Lawn in Florida

Discussion in 'Florida Lawn Care Forum' started by oviedo, Mar 28, 2012.

  1. Ric

    Ric LawnSite Fanatic
    Posts: 11,956


    There appears to be some missing posts here. Mainly the one I replied to and bugsNbows commented on.

  2. oviedo

    oviedo LawnSite Member
    Posts: 36

    Strongly considering Argentine only, I do not plan to use Pensacola. I had Bermuda in West Texas back in the mid-90s, and it wasn't too bad you just had to stay on top of edging. The reality is I have some sandy/shady areas that either Bermuda or Argentine will probably struggle a bit with, but I can't possibly sod a yard this size.
  3. oviedo

    oviedo LawnSite Member
    Posts: 36

    I see the one about Pensacola being Poor Man's on the previous page that both of you commented on was it another set of comments missing? I had only replied to the one message.
  4. oviedo

    oviedo LawnSite Member
    Posts: 36

    Very much want to thank you guys for mentioning you don't bother with those toe-behind lawn sweepers. I went with a Stihl BR-600 Magnum, and that was a seriously nice piece of equipment. I moved so much crap off the lawn today I was shocked. I could not have seeded it with those caked in leaves, and raking was out of the question. I also got the plate mulch kit for the loose stragglers and need to drop the deck and swap blades tomorrow.
  5. PremierPest

    PremierPest LawnSite Member
    Posts: 3

    Argentine bahia is better for lawns. Pensacola is what the seed road sides and fields with.
  6. oviedo

    oviedo LawnSite Member
    Posts: 36

    Finally got my lawn test results back. Between a crazy summer baseball schedule and my wife's cancer and subsequent re hospitalization for an infection, I was late getting all the tests done.

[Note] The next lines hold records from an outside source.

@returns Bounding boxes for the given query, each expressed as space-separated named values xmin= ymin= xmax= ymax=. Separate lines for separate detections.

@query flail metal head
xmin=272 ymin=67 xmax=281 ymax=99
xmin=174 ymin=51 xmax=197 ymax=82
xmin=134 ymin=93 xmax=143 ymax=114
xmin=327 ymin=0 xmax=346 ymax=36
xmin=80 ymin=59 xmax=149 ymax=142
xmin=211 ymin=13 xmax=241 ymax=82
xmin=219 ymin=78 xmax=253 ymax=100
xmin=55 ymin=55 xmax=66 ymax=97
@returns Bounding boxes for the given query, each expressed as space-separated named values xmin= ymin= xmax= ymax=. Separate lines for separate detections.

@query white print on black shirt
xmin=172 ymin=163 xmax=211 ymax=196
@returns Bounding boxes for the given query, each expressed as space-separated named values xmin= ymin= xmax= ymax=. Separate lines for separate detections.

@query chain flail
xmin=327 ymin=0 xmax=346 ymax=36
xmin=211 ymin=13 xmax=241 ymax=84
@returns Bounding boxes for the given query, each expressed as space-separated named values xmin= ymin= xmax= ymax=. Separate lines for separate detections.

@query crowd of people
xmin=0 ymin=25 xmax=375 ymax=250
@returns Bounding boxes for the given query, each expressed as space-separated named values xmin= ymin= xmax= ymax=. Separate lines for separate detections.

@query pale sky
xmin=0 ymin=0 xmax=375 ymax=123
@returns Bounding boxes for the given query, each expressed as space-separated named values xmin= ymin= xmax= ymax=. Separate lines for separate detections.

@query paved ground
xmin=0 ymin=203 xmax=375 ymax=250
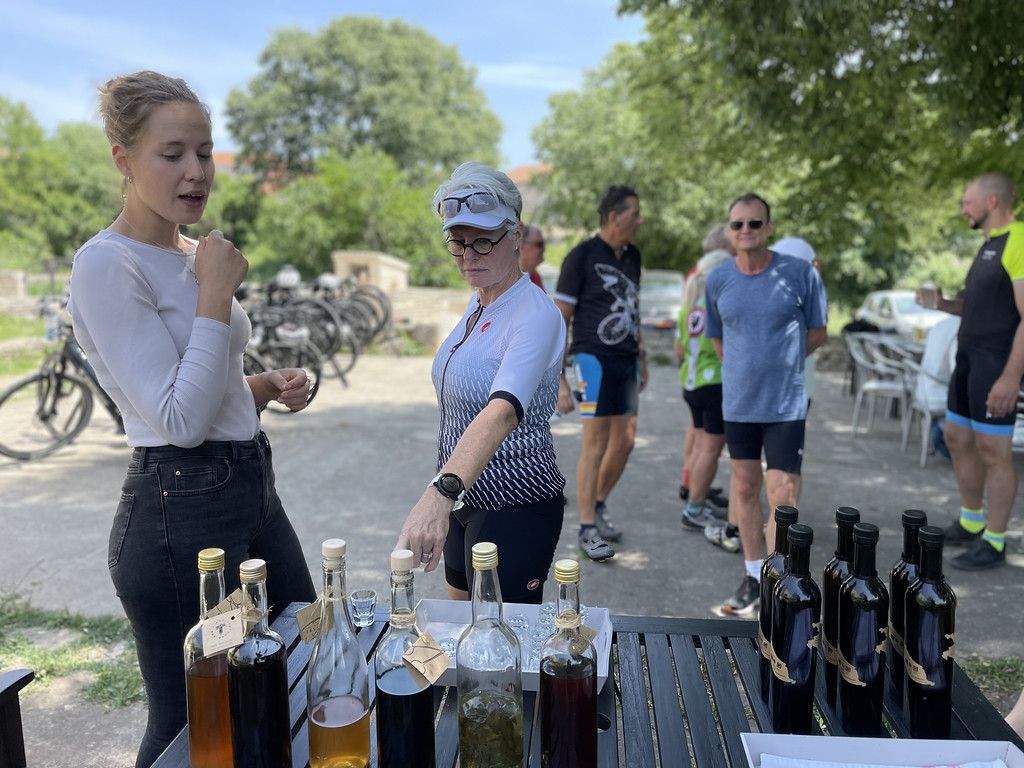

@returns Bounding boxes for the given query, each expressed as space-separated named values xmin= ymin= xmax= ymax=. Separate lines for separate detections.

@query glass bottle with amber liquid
xmin=184 ymin=547 xmax=231 ymax=768
xmin=903 ymin=525 xmax=956 ymax=738
xmin=456 ymin=542 xmax=522 ymax=768
xmin=821 ymin=507 xmax=860 ymax=710
xmin=762 ymin=523 xmax=821 ymax=734
xmin=374 ymin=549 xmax=434 ymax=768
xmin=839 ymin=522 xmax=889 ymax=736
xmin=540 ymin=559 xmax=597 ymax=768
xmin=227 ymin=559 xmax=292 ymax=768
xmin=306 ymin=539 xmax=370 ymax=768
xmin=758 ymin=506 xmax=800 ymax=701
xmin=889 ymin=509 xmax=928 ymax=707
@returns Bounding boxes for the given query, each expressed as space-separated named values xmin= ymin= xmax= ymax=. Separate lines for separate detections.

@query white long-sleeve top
xmin=69 ymin=229 xmax=259 ymax=447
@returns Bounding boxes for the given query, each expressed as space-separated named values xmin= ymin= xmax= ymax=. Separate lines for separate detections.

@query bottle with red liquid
xmin=540 ymin=559 xmax=597 ymax=768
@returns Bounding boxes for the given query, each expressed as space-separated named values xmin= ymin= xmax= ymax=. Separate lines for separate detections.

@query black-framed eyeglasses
xmin=444 ymin=229 xmax=509 ymax=256
xmin=729 ymin=219 xmax=765 ymax=232
xmin=437 ymin=193 xmax=498 ymax=221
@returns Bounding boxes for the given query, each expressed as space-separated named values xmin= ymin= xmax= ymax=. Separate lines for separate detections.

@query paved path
xmin=0 ymin=357 xmax=1024 ymax=766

    So I was good on ph for Argentine, but needed to add boron, manganese and sulpomag which has magnesium/potassium. Realistically not all that expensive, we shall see how it does. The Bahai is a little patchy in some spots, and really that could have been alleviated by getting the soil correct ahead of time, and operating that slit seeder a little better. Those things are a ***** in the sandy parts of the yard. Outside of that everything was good. The other thing I'll have to iron out is figuring out which areas to give up in terms of grass (i.e. too much shade) and what to do with time.

    If I have a cluster of trees, probably best to create a mulch area. They also said Jasmine can be used in some areas where there is just too much shade. The other option is to chemical mow in those areas ala Ric's advice. Certain areas look really nice, according to the store I went to they said be patient, let it grow out a little and there will be some spreading. The boron foliar will be the best of the three in terms of adding green apparently. Might need to overseed a couple of areas.

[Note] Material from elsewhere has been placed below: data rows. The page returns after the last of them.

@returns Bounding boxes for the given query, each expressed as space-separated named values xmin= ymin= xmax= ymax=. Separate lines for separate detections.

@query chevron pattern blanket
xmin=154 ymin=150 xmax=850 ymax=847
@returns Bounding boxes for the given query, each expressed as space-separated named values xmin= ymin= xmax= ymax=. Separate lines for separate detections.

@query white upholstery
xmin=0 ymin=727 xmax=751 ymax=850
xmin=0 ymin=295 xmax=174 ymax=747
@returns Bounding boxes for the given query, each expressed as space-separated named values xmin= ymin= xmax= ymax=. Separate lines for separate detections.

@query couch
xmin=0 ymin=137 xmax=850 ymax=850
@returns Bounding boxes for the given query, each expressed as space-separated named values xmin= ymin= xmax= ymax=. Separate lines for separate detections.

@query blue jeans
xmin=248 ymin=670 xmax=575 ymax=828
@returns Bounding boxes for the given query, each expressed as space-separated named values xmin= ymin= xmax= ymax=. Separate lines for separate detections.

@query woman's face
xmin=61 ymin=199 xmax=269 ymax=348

    Lots of good information here from the professionals.
  7. rob7233

    rob7233 LawnSite Senior Member
    Posts: 861

    Sounds like you've been up DIY Pest Control and spoke with either Rebecca or Matt. The Argentine Bahia is the only one recommended for residential lawns due to the growth habit is less open than the Pensacola variety. Roadside turf varieties are not suggested for residential lawns.

    The A. Bahia is the only officially recognized drought tolerant turf variety by the state of Florida (not Zoysia either). So it's plenty drought resistant along with having lower input requirements than SA. Although, to get the best results, you'll need to give it appropriate consistent care.

    Another good suggestion for those shady areas might be Mondo grass in either the standard or Dwarf variety.
  8. oviedo

    oviedo LawnSite Member
    Posts: 36

    Yes exactly DIY,I am not sure who they send their soil analysis work to. I still have some traces of Pensacola, not sure where it came from seems like the original owner (who built it in '85) put in St. Aug. but the Argentine was the way to go.